2. Adopt a Standards-Based Approach
Because every school district is different, an interoperable ecosystem needs to be both agile and customized to meet the specific needs of educators and their students. As new digital learning solutions are implemented, district leaders must identify their digital transformation strategy to allow for data sharing between different systems.
Fortunately, you don’t have to go at it alone. Organizations like IMS Global have developed data standards that support and advance digital learning ecosystems to ensure both districts and their partners are on the same page. IMS Global, for instance, is one of the largest standards consortia in the world with more than 400 suppliers and institutions invested in delivering integrated, data-driven solutions.
By scaling a standards-based approach to your evolving ecosystem and working with committed partners, your district can simplify workflows for educators and students, reduce costs and implementation times, minimize security risks, and streamline the gathering of analytics to improve learning outcomes.
3. Remember, It’s Not Just About Technology
To most people, data interoperability is nothing more than technological jargon. Teachers and administrators don’t want to get into the nuts and bolts of interoperability. They just want data funneled into one dashboard that is simple to contextualize and interpret.
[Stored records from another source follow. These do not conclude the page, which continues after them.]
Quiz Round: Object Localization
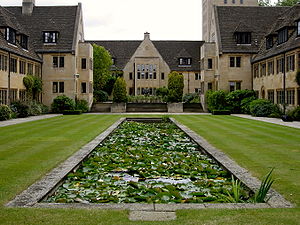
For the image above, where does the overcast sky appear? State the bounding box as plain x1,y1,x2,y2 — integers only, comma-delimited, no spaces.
0,0,202,41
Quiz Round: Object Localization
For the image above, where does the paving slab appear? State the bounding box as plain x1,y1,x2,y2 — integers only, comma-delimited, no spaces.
232,114,300,129
0,114,61,127
129,211,176,221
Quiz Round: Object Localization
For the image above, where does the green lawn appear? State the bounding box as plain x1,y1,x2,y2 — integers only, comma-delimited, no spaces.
0,115,299,225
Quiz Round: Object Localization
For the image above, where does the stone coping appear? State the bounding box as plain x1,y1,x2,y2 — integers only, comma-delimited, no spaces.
6,117,293,210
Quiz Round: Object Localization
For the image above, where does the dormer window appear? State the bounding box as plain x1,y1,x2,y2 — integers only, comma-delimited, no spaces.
178,58,192,66
5,27,16,44
277,28,288,45
297,21,300,36
43,31,58,43
266,36,273,49
235,32,251,44
20,34,28,49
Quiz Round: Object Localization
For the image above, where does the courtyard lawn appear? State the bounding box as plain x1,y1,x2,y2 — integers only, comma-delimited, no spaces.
0,114,299,225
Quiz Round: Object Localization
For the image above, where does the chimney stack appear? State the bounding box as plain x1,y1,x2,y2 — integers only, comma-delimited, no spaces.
22,0,35,15
144,32,150,40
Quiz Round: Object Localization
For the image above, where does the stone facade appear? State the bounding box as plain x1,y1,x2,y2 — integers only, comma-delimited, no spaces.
0,0,93,108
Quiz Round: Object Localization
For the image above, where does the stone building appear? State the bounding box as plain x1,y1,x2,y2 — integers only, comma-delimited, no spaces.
252,4,300,109
200,0,299,108
90,33,203,96
0,0,93,107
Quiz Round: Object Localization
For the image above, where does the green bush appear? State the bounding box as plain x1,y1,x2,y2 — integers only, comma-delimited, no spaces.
250,99,278,117
241,96,257,114
167,72,184,103
156,87,168,97
75,99,89,113
183,93,200,103
212,110,231,115
112,77,127,103
0,105,12,121
29,101,43,116
10,101,31,118
226,90,257,113
94,90,109,102
103,75,116,95
63,110,82,115
288,106,300,121
206,90,228,112
51,95,75,113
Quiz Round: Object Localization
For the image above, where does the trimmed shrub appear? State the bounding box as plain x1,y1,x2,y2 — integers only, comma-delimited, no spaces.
10,101,31,118
63,110,82,115
29,101,43,116
250,99,277,117
241,96,257,114
51,95,75,113
75,99,89,113
183,93,200,103
0,105,12,121
212,110,231,115
156,87,168,97
112,77,127,103
167,72,184,102
226,90,257,113
288,106,300,121
94,90,109,102
206,90,228,112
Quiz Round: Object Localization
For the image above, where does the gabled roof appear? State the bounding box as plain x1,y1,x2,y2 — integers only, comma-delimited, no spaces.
253,4,300,62
5,5,80,53
0,6,41,62
88,40,203,71
215,6,288,54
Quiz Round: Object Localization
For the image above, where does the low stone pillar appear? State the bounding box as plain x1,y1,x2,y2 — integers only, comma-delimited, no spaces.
111,103,126,113
167,103,183,113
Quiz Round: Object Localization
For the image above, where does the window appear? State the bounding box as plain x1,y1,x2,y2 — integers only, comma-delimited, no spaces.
153,72,157,79
277,28,288,45
27,63,33,75
145,72,149,79
19,90,26,102
224,0,227,3
19,61,26,74
235,32,251,44
208,58,213,69
298,21,300,36
254,64,259,78
266,36,273,49
161,73,165,80
232,0,235,3
43,32,58,43
137,72,141,79
286,55,295,72
0,89,8,105
81,82,87,93
240,0,244,4
10,58,17,73
0,54,8,71
268,90,274,103
53,82,64,93
276,90,285,104
195,73,200,80
287,90,295,105
141,72,145,79
178,58,192,66
35,64,41,76
129,72,133,80
267,61,274,75
261,63,266,76
10,89,17,102
129,88,134,95
149,73,153,79
230,56,241,67
5,27,16,44
229,81,241,92
53,56,64,68
81,58,87,69
208,82,213,90
20,34,28,49
195,88,201,93
276,57,284,73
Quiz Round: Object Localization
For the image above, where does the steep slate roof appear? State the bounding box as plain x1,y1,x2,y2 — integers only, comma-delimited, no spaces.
0,6,41,62
5,5,79,53
88,40,203,71
253,4,300,62
215,6,288,53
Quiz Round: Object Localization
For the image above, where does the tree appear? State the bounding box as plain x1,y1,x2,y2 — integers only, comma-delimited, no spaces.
167,72,184,102
276,0,299,6
258,0,272,6
112,77,127,103
93,44,113,92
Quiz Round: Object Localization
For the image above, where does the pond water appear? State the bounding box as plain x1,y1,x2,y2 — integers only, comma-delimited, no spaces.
45,121,251,204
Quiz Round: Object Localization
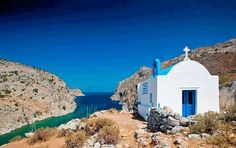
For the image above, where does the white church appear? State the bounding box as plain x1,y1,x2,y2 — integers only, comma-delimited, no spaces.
137,47,219,119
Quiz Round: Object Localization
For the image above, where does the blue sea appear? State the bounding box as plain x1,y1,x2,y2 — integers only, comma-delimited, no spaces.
0,92,122,146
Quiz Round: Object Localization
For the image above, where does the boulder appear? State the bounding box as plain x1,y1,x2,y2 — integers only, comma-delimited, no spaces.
177,143,187,148
151,134,160,145
174,138,184,145
160,124,168,133
179,117,189,126
94,142,101,148
201,133,211,139
101,144,115,148
174,113,182,120
82,134,98,148
167,116,180,127
57,119,81,131
188,134,201,139
170,126,185,134
115,144,123,148
134,129,145,139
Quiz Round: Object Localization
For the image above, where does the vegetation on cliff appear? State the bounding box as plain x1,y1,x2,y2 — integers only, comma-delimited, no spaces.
0,59,83,135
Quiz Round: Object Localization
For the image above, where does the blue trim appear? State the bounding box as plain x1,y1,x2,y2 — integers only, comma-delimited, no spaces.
158,65,175,75
150,59,176,79
182,90,196,117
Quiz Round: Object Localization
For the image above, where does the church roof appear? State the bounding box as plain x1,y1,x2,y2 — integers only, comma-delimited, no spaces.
158,64,175,75
149,63,176,79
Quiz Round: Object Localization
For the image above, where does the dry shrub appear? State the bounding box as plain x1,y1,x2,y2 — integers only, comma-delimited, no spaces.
108,108,118,113
27,128,57,145
220,75,230,84
57,129,71,138
85,118,115,135
190,111,219,134
221,105,236,122
65,130,88,148
208,122,236,147
9,135,23,142
97,126,120,145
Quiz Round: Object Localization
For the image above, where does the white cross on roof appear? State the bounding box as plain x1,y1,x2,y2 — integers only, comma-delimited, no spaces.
183,46,190,60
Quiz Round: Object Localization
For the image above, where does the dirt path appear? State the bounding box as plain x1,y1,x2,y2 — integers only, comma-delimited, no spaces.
94,111,148,147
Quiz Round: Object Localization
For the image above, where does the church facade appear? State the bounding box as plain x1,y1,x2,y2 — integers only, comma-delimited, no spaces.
137,47,219,120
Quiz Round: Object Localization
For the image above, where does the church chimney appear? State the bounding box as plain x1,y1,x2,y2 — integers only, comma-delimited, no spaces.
153,59,161,77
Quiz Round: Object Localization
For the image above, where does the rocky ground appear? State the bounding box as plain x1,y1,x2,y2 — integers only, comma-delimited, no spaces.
4,109,229,148
111,39,236,112
0,59,83,135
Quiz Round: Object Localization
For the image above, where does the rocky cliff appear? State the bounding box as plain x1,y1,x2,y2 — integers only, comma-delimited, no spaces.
0,59,82,135
111,39,236,112
111,67,152,112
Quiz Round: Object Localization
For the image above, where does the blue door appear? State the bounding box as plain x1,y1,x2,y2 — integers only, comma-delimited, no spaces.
182,90,196,117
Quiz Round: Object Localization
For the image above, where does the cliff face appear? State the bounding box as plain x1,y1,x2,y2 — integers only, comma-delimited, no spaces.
111,67,152,112
0,60,82,135
112,39,236,112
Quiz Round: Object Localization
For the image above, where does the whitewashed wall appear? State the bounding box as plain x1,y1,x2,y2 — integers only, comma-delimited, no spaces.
137,77,157,119
138,77,157,107
156,60,219,115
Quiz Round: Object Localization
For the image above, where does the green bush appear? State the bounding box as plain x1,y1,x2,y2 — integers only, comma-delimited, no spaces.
0,93,7,98
2,77,8,82
190,111,219,134
85,118,115,135
5,90,11,94
27,128,57,145
65,130,88,148
97,126,120,145
33,88,38,93
48,78,54,83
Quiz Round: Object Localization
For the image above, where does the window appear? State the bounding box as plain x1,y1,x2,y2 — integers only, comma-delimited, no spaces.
142,83,148,94
150,93,152,104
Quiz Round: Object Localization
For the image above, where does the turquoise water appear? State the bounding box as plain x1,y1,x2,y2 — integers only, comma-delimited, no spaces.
0,92,121,146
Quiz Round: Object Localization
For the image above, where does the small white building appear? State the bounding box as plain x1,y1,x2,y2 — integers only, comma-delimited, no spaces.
137,47,219,120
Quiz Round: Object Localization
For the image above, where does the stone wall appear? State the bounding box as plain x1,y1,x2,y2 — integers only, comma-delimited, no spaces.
147,107,196,134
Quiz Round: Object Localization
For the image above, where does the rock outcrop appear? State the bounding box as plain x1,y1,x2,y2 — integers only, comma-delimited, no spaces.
110,67,152,112
112,39,236,112
58,119,86,131
0,59,82,135
70,89,85,96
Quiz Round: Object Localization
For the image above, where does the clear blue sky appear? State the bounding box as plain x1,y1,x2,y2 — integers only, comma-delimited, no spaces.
0,0,236,92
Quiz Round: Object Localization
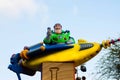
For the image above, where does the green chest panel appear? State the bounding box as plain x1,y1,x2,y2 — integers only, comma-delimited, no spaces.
51,33,69,43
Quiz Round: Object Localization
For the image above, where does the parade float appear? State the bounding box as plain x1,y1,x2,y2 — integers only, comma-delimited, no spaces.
8,38,120,80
As Tim Clark of IMS Global explained to EdTech, “Increased focus on interoperability by key stakeholders allows the technology to fade into a support role.”
As you develop your interoperability plan, it’s essential to work with digital curriculum partners who clearly understand both your technical and educational goals. The right partner will adhere to the standards and demonstrate a commitment to Project Unicorn, the national initiative dedicated to the secure, controlled interchange of data.
When you partner with the right digital curriculum provider, they will take the time to understand your district’s needs and broad administrative goals. Together you can build a digital ecosystem that empowers teachers and provides your students with the opportunity to thrive in an engaging learning environment.